Quadrotors are widely used in various missions, and designing a flight controller is one of the challenges in the research field. In order to solve this problem, this paper presents an implementation of a low-complexity flight controller for quadrotors. It is performed by implementing a light controller on the Arduino Due board. The main novelty of this practical implementation is designing a cascade proportional-integral-derivative (PID) control strategy that deals with external disturbances effectively. In addition, the quadrotor’s altitude is regulated using a single-stack PID controller.

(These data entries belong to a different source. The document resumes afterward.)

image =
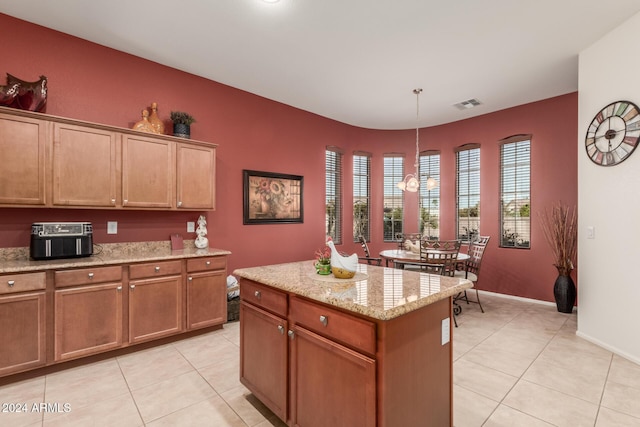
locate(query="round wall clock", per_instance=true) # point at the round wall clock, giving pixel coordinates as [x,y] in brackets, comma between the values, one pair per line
[613,133]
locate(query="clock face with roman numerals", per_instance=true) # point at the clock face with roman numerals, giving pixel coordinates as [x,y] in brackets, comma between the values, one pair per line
[613,134]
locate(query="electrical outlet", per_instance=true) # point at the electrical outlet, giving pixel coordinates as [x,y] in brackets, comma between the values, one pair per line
[112,227]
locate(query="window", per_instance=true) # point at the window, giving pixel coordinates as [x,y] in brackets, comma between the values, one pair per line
[361,195]
[393,196]
[333,197]
[429,221]
[515,191]
[468,191]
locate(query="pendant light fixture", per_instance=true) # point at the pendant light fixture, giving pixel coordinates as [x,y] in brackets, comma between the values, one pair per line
[411,182]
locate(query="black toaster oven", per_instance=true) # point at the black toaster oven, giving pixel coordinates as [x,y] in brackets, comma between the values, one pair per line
[51,240]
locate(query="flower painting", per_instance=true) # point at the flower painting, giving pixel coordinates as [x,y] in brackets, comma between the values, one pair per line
[272,198]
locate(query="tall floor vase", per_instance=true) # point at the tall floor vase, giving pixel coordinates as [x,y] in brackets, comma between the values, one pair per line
[564,291]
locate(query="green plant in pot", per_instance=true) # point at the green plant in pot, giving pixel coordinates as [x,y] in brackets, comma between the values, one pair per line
[182,124]
[323,261]
[560,227]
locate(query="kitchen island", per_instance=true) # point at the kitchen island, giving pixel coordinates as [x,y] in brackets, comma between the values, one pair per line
[374,350]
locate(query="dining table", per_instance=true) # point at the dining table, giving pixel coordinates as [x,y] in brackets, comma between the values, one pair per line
[399,257]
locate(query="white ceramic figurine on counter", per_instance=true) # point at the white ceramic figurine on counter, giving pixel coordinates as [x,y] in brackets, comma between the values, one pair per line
[201,241]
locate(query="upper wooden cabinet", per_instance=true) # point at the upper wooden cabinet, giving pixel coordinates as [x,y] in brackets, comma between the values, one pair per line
[84,166]
[23,144]
[55,162]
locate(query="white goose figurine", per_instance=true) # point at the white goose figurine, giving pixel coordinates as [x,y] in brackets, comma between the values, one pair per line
[342,267]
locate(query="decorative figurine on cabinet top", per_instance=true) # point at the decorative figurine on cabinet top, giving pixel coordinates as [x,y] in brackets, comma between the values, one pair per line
[201,241]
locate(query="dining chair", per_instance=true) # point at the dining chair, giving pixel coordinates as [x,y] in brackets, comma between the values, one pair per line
[367,255]
[471,270]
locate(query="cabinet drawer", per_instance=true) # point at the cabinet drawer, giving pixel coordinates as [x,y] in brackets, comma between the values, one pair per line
[341,327]
[153,269]
[12,283]
[264,296]
[85,276]
[206,263]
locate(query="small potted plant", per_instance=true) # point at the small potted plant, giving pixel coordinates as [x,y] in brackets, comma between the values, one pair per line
[323,261]
[182,124]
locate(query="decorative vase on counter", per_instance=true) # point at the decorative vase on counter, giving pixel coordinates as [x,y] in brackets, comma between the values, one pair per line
[564,291]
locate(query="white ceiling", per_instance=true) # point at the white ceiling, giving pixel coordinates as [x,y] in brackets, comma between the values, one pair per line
[355,61]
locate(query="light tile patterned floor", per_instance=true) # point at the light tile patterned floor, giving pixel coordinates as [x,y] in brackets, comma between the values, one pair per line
[518,364]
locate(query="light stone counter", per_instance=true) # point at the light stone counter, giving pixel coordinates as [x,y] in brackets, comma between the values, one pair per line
[377,292]
[16,260]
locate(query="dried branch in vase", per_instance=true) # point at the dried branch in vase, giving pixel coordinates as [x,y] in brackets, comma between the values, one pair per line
[559,225]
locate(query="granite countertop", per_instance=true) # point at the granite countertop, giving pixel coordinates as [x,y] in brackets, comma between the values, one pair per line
[16,260]
[378,292]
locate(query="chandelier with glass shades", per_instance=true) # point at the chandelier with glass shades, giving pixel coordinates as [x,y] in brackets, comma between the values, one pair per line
[411,182]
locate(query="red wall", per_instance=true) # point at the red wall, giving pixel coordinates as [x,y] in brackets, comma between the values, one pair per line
[93,83]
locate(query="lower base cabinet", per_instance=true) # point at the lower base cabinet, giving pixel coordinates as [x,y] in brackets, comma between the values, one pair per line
[88,320]
[22,333]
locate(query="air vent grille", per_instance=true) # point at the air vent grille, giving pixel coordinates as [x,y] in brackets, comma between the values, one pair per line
[465,105]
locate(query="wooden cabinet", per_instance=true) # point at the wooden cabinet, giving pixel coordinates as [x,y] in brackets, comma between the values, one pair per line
[155,300]
[264,346]
[22,316]
[323,359]
[84,166]
[206,292]
[88,311]
[23,145]
[56,162]
[195,176]
[148,172]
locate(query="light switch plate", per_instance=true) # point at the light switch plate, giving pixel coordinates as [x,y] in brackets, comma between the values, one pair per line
[446,330]
[112,227]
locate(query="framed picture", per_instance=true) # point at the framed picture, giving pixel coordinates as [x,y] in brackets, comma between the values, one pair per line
[272,198]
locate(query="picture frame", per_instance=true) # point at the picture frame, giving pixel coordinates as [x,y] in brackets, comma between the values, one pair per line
[272,198]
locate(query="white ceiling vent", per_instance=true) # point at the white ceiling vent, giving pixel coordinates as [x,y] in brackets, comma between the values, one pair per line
[465,105]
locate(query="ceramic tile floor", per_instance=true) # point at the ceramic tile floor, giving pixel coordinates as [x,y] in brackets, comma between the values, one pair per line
[518,364]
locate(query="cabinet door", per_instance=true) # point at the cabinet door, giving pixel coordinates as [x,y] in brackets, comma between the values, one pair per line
[195,180]
[84,166]
[88,320]
[155,308]
[148,172]
[206,299]
[22,333]
[22,153]
[330,384]
[263,357]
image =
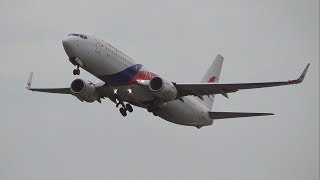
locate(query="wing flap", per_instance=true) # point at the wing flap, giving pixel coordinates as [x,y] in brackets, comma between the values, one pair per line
[226,115]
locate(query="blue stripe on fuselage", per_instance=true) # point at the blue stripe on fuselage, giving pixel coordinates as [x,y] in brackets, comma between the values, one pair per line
[123,77]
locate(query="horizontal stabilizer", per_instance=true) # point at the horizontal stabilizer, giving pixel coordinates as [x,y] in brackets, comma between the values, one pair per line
[225,115]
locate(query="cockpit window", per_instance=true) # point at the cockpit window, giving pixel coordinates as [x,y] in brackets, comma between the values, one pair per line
[79,35]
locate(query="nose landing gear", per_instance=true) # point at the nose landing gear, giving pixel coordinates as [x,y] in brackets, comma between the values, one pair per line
[76,71]
[125,107]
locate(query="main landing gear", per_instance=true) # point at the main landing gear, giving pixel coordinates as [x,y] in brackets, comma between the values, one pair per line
[125,107]
[76,71]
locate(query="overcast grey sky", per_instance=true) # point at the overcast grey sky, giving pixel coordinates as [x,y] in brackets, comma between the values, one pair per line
[44,136]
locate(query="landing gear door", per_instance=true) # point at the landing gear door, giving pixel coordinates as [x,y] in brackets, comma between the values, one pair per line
[99,48]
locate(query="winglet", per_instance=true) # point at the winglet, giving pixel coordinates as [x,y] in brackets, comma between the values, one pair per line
[28,86]
[300,79]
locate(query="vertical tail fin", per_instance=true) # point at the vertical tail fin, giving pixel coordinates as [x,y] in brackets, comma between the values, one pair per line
[212,76]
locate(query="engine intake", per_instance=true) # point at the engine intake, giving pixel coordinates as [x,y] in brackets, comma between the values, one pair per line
[84,91]
[163,89]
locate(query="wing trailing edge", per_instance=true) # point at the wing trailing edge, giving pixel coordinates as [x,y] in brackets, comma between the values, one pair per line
[226,115]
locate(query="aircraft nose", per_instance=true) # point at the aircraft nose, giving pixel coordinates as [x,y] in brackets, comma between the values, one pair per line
[67,45]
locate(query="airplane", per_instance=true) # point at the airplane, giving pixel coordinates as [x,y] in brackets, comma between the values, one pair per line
[128,83]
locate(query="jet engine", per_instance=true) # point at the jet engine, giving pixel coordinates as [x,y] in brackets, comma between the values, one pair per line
[84,91]
[163,89]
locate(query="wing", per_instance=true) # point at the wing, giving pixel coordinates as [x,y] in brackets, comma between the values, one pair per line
[47,90]
[209,88]
[225,115]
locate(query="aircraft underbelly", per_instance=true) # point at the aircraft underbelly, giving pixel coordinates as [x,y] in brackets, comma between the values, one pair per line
[184,113]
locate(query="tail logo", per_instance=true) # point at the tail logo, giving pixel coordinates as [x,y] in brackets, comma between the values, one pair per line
[212,79]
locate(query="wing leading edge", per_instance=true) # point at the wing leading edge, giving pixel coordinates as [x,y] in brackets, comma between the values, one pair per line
[47,90]
[209,88]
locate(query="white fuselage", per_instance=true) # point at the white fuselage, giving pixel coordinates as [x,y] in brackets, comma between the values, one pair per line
[120,73]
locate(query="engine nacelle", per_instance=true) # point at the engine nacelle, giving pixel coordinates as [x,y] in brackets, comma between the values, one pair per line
[163,89]
[85,91]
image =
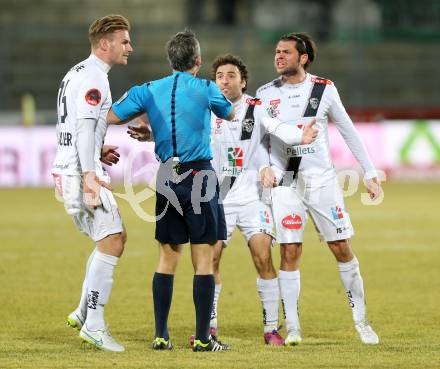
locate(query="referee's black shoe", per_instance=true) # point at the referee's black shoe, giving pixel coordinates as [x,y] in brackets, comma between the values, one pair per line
[211,345]
[161,344]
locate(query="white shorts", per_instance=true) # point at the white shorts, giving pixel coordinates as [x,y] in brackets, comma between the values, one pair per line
[253,218]
[96,223]
[325,205]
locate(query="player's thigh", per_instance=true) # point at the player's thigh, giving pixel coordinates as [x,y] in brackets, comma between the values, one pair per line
[255,218]
[206,224]
[290,216]
[231,218]
[327,209]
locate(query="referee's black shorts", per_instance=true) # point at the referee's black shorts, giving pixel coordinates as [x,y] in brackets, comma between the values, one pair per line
[202,222]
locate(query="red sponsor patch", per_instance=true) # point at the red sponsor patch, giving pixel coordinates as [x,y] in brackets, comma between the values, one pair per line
[321,81]
[93,96]
[58,183]
[253,101]
[292,221]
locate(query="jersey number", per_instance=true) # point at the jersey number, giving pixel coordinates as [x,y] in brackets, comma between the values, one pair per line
[62,100]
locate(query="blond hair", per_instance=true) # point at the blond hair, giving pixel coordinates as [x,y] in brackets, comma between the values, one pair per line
[105,26]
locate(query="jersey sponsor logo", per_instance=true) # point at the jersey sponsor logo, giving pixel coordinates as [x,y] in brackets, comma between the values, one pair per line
[337,213]
[78,67]
[299,150]
[292,221]
[235,162]
[321,81]
[92,298]
[264,216]
[314,103]
[255,101]
[93,97]
[65,139]
[122,98]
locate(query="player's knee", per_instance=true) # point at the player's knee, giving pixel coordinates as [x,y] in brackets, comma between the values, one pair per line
[341,249]
[291,252]
[124,237]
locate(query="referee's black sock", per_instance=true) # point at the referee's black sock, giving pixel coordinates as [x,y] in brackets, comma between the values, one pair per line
[203,295]
[162,296]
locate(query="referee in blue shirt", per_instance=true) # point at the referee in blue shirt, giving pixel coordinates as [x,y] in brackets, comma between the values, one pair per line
[179,109]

The paper also describes the controllers’ tuning process. Precise orientation feedback is provided by employing an attitude measure system based on the extended Kalman filter (EKF). The lack of direct vertical velocity measurement is addressed using a steady-state Kalman filter (KF). Sensor calibration is performed to obtain more accurate measurements. A low-pass and a moving average filter (MAF) are also used to reduce the vibration effects caused by high-rotating rotors on the accelerometer. The flight controller framework is successfully implemented on a quadrotor prototype, and the performance of control and estimation strategies is validated using simulations and experimental flight tests. The results show that the overall system stability and performance are desirable.